Loverboy – Vic Tayback was at the very end of a moderately successful acting career (and life) when he agreed to play Harry Bruckner, the husband of a woman who orders from Señor Pizza because the delivery boy, played by McDreamy from “Grey’s Anatomy,” doesn’t only deliver sausage when it’s on a pie.  I haven’t seen the movie in 20 years, but my recollection is of Tayback yelling, “Ya porkin’ her?!” between 12 and 15 times.  Saying it, or hearing the great Paulie Balst say it never fails to make me laugh regardless of the situation.

The Outsiders – This movie is wretched, but there are some piece that fit a situation every once in a while.  My favorite scene is when Johnny (Ralph Macchio) is dying a painful death because he was nearly incinerated.  He looks at C. Thomas Howell’s character and says, “Stay gold, Ponyboy. Stay gold.”  For using this quote, you get bonus points for quoting the same line from the insipid book of the same name.  Swayze is in this movie too.  This quote is great when a guy vomits or otherwise disgraces himself.

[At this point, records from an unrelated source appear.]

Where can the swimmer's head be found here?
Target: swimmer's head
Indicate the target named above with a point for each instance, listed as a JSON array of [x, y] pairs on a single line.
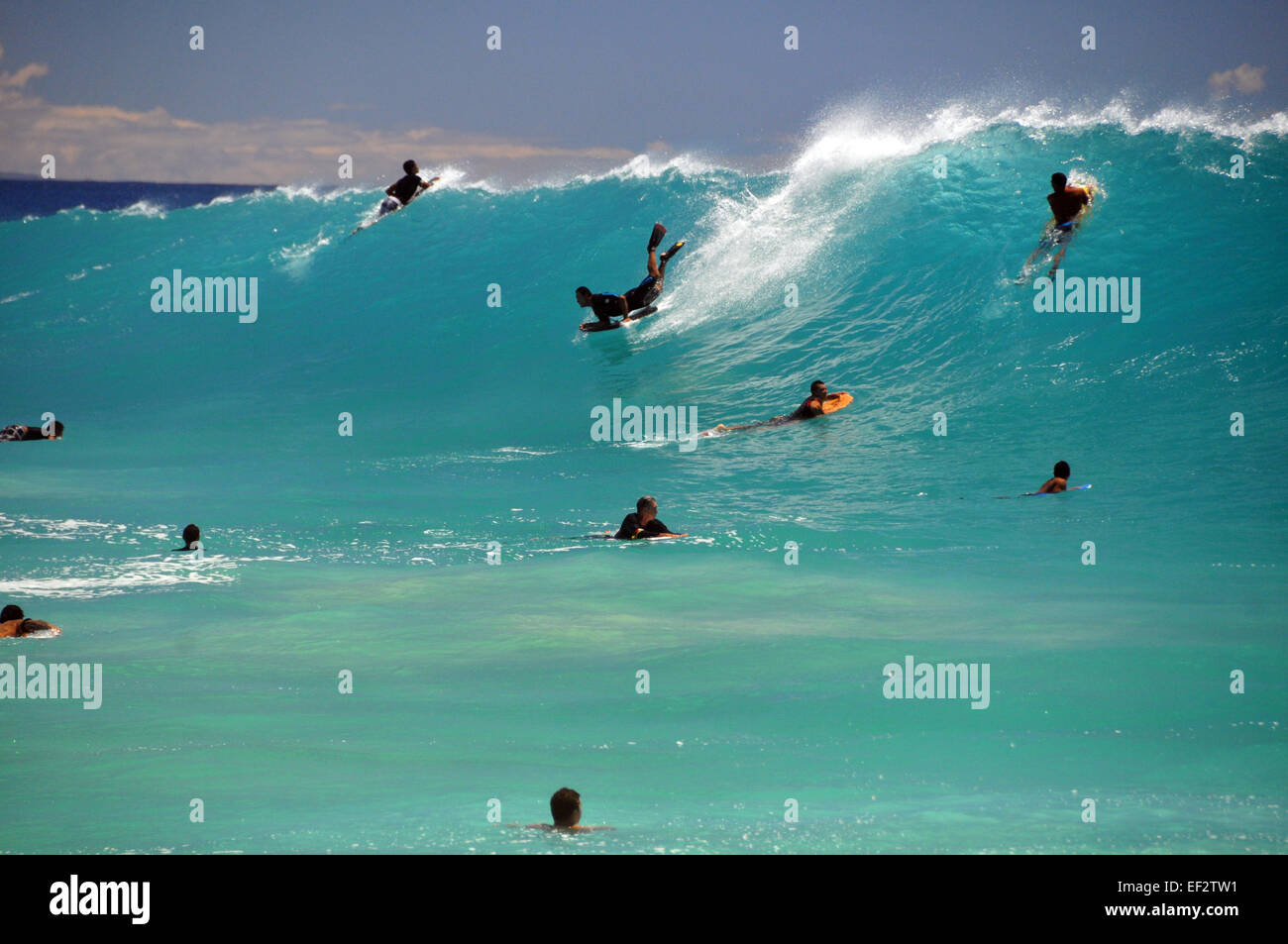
[[566, 807]]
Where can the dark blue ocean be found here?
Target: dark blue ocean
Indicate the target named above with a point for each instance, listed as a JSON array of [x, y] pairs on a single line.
[[443, 553]]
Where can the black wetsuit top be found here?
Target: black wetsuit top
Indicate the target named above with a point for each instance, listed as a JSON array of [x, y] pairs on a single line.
[[805, 411], [606, 305], [631, 523], [407, 188]]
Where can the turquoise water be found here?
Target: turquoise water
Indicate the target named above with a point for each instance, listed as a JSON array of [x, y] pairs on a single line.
[[472, 426]]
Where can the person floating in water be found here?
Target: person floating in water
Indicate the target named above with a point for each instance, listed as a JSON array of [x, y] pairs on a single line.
[[810, 408], [14, 625], [191, 536], [1067, 202], [643, 523], [566, 810], [1059, 480], [606, 307], [1067, 205], [400, 192], [18, 433]]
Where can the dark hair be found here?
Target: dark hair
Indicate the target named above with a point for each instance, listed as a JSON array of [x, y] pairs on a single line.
[[565, 805]]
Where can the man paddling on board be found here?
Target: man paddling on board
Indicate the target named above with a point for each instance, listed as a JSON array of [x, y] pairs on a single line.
[[643, 295], [811, 407], [400, 192], [643, 523], [13, 623], [1067, 205], [1059, 480]]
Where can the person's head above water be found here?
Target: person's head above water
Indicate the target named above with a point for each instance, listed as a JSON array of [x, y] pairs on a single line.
[[566, 807]]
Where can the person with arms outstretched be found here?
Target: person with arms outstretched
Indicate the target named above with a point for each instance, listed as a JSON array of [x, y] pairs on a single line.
[[1067, 205], [606, 307]]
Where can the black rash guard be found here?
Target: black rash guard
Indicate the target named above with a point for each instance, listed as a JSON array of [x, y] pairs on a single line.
[[805, 411], [407, 188], [605, 305], [631, 523]]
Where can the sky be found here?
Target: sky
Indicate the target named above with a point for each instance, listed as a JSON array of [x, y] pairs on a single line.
[[114, 90]]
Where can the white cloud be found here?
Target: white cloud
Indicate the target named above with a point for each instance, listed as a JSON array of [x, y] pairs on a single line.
[[1245, 78], [111, 143]]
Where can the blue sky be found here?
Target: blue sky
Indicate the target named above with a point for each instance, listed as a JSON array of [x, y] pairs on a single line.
[[283, 84]]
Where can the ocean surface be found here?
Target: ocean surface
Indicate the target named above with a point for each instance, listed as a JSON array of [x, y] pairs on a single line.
[[483, 686]]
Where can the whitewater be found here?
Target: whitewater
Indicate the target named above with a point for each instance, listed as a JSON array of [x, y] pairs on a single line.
[[446, 553]]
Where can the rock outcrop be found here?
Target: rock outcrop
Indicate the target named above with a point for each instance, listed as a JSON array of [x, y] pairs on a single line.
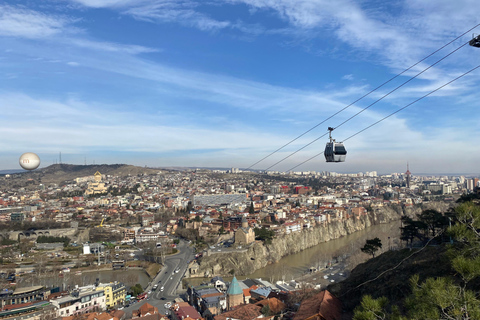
[[258, 255]]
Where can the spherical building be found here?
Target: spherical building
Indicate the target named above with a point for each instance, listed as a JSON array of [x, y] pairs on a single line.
[[29, 161]]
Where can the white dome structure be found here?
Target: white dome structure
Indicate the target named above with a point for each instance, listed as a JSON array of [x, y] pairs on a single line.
[[29, 161]]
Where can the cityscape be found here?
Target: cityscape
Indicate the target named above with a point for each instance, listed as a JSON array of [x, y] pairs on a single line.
[[239, 160], [173, 244]]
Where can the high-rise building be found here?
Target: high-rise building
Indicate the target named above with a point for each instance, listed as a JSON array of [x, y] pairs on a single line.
[[408, 176]]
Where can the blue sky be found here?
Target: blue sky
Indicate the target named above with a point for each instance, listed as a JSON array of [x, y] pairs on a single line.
[[223, 83]]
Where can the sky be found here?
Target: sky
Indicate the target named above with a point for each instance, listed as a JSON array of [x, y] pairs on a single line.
[[224, 83]]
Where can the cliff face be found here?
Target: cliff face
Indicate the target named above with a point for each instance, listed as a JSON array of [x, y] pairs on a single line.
[[257, 255]]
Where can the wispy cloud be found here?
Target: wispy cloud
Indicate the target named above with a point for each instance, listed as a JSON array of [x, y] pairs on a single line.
[[182, 12], [26, 23], [111, 47]]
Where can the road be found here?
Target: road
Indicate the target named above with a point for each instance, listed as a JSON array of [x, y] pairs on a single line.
[[167, 279]]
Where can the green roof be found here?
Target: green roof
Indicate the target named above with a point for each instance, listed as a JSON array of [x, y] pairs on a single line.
[[234, 287]]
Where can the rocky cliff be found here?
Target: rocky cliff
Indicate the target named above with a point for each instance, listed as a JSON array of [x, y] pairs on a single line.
[[258, 255]]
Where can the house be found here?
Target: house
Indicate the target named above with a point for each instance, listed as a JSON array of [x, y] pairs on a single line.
[[322, 306], [245, 234]]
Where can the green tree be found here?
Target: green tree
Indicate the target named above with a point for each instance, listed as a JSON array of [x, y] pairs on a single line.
[[371, 246], [453, 296], [375, 309], [441, 298], [433, 221]]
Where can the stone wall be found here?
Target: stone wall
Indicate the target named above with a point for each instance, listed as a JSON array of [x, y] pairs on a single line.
[[259, 255]]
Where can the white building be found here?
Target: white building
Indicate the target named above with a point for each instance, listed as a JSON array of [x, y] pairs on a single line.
[[80, 301]]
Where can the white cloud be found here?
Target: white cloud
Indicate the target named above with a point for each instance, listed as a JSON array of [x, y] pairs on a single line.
[[21, 22], [182, 12], [111, 47]]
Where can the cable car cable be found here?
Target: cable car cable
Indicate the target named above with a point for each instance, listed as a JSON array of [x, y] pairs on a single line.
[[395, 112], [367, 107], [365, 95]]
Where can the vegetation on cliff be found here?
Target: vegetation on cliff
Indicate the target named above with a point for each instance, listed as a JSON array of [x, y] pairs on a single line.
[[427, 282]]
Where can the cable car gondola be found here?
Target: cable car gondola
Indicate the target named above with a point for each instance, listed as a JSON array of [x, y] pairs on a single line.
[[334, 151], [475, 42]]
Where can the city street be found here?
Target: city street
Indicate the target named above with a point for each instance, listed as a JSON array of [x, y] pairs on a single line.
[[168, 279]]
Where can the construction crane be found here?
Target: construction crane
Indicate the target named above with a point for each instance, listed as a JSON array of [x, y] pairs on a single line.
[[101, 224]]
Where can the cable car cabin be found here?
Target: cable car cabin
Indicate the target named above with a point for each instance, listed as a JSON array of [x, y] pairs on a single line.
[[334, 151], [475, 42]]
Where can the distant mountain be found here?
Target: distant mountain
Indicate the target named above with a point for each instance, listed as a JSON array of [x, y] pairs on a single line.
[[62, 173]]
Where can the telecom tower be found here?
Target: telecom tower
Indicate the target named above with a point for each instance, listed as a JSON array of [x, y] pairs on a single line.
[[408, 176]]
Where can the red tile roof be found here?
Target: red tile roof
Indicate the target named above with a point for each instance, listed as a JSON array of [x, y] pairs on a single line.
[[322, 306]]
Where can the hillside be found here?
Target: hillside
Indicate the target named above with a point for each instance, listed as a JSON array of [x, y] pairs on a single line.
[[61, 173], [395, 285]]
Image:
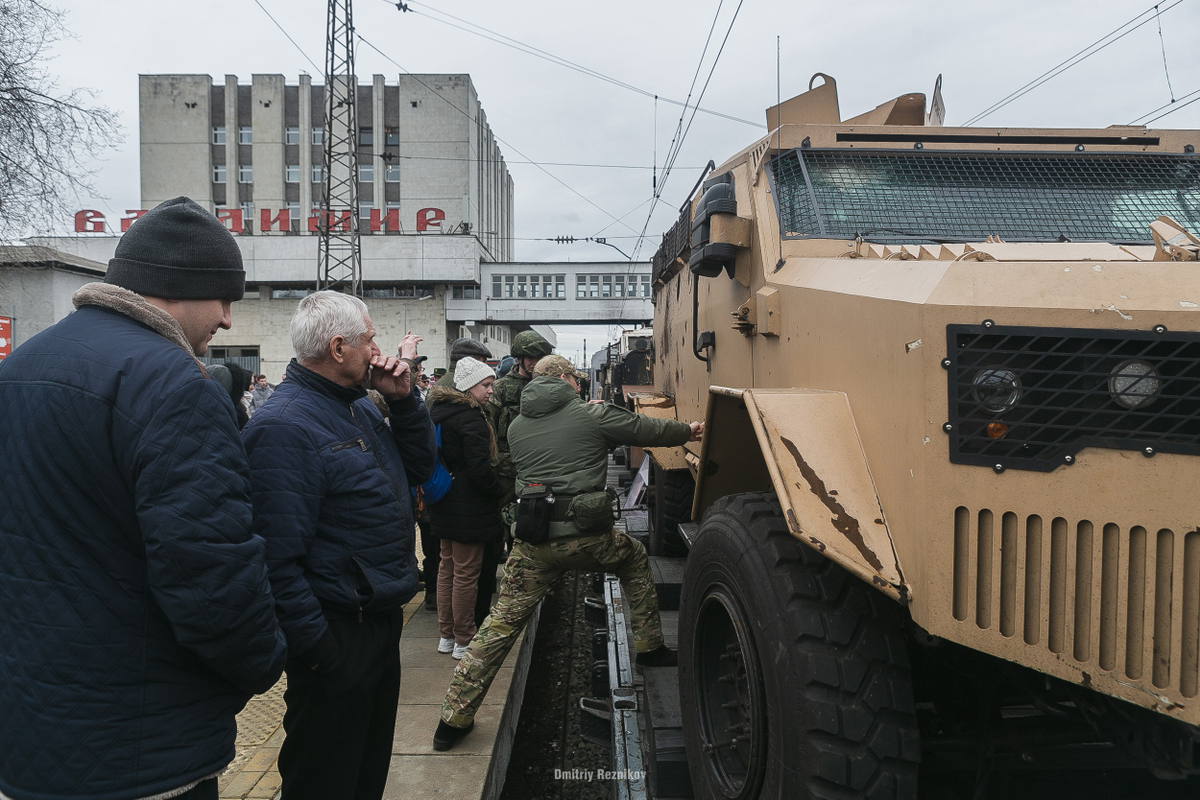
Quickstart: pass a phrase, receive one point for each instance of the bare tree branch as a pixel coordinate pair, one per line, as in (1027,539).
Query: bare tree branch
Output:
(49,140)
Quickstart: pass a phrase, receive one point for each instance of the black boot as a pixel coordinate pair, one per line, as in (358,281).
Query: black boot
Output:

There are many more.  The Marx Brothers classic “Duck Soup,” “Monty Python and the Holy Grail,” and “Gone with the Wind” have many usable lines, but I have a fondness for Swayze driven junk that bumped them – and “Scent of a Woman” from the list.

 

4 thoughts on “Kentsterling.com Top Eleven Favorite Movies to Quote From

  1. Chuck Talley

    Good stuff. I know this is all very subjective but a Coen brothers movie needs to in there somewhere, particularly ‘The Big Labowsky’.

    Reply
  2. Pauly Balst

    I think you left the cover sheet off your TPS report. Office Space, to me, embodied about 15 years of my professional life. I can’t stop watching it.

    Merry Christmas, shitters full! Christmas Vacation is priceless, multiple generational fun.

    Reply
  3. Pauly Balst

    IMDB Doesn’t have it, but at one point in The Royal Tanenbaums Ben Stiller lays out a litany of awful behavior to the face of his father, played by Gene Hackman.

    He ends by saying “…..and then you even stole the money from my money tree at my Bar Mitzvah!”

    Hackman dismissively says: “oh…..that”.